The doubts that tormented him coiled like serpents out of the dungeon walls. Sitting alone in the dank darkness, he seemed to feel them creep out of the crevices of the rocks, raise their heads, and strike at him with horrible hissing.
For almost ten months he had been waiting in the dungeon of Marchaerus, Herod’s fortress-prison overlooking the Dead Sea, waiting for the kingdom that did not come. Chained in darkness, he had waited—was it twice as long?—yes, almost twice as long as the five months of his brief ministry, those five consuming months when he had preached in the wilderness with all the conviction and fire of his soul: “Repent, for the kingdom of heaven is at hand! Prepare the way of the Lord, make his paths straight!”

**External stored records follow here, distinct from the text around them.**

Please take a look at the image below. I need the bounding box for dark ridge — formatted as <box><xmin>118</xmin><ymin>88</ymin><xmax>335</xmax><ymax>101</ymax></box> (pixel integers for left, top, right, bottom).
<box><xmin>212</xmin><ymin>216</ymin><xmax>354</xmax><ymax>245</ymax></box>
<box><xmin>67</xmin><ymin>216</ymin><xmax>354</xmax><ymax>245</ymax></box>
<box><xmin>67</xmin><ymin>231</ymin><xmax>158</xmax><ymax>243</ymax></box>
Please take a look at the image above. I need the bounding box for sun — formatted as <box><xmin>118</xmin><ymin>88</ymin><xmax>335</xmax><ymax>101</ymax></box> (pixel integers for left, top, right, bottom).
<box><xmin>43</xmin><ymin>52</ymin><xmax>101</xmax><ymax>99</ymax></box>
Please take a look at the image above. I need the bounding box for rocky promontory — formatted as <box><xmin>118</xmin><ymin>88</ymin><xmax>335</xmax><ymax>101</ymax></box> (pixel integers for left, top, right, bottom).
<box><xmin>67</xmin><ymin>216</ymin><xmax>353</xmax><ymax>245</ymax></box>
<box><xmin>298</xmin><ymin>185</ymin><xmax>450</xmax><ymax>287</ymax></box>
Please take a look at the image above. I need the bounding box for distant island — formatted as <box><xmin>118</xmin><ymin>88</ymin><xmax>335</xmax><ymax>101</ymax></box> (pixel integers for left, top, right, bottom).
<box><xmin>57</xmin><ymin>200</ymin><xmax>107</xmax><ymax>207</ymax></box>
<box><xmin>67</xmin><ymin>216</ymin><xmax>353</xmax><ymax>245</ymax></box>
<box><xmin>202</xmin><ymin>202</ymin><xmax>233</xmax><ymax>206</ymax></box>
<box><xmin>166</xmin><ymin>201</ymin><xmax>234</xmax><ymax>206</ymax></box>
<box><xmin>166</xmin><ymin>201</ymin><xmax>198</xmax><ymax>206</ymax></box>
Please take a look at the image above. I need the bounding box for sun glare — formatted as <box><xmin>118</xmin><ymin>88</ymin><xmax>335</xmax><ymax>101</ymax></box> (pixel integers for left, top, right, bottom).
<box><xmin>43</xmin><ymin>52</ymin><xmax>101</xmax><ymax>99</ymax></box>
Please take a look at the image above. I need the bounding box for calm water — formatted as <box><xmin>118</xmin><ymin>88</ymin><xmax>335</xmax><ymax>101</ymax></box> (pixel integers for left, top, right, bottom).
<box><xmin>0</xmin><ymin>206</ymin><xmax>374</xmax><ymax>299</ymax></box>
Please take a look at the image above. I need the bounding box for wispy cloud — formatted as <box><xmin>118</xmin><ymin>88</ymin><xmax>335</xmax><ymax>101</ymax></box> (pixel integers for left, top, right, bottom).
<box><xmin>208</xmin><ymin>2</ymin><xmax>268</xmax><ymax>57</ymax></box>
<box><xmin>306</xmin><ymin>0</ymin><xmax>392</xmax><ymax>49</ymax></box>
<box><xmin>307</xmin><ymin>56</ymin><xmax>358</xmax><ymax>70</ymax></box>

Was it all to end in this—those more than thirty years in which he had been prepared for the task to which he felt called by divine compulsion … his mysterious birth … the Voice that called him as a youth to live in the wilderness … the solitary years of communing with God in which he observed the Nazarite vows of self-denial and dedication … and then the bursting cry that seized him: “I am the voice of one crying in the wilderness, as foretold by the prophet Isaiah”? So brief a ministry—and now.…
Slowly he turned his gaze to the iron gate. He could tell by the deepening gloom in the corridor that the day was ending. Silence here, like the silence of a tomb. Not the free, vibrant silence of the sun-filled desert with birdsongs and the eternal blue overhead. Silence like death.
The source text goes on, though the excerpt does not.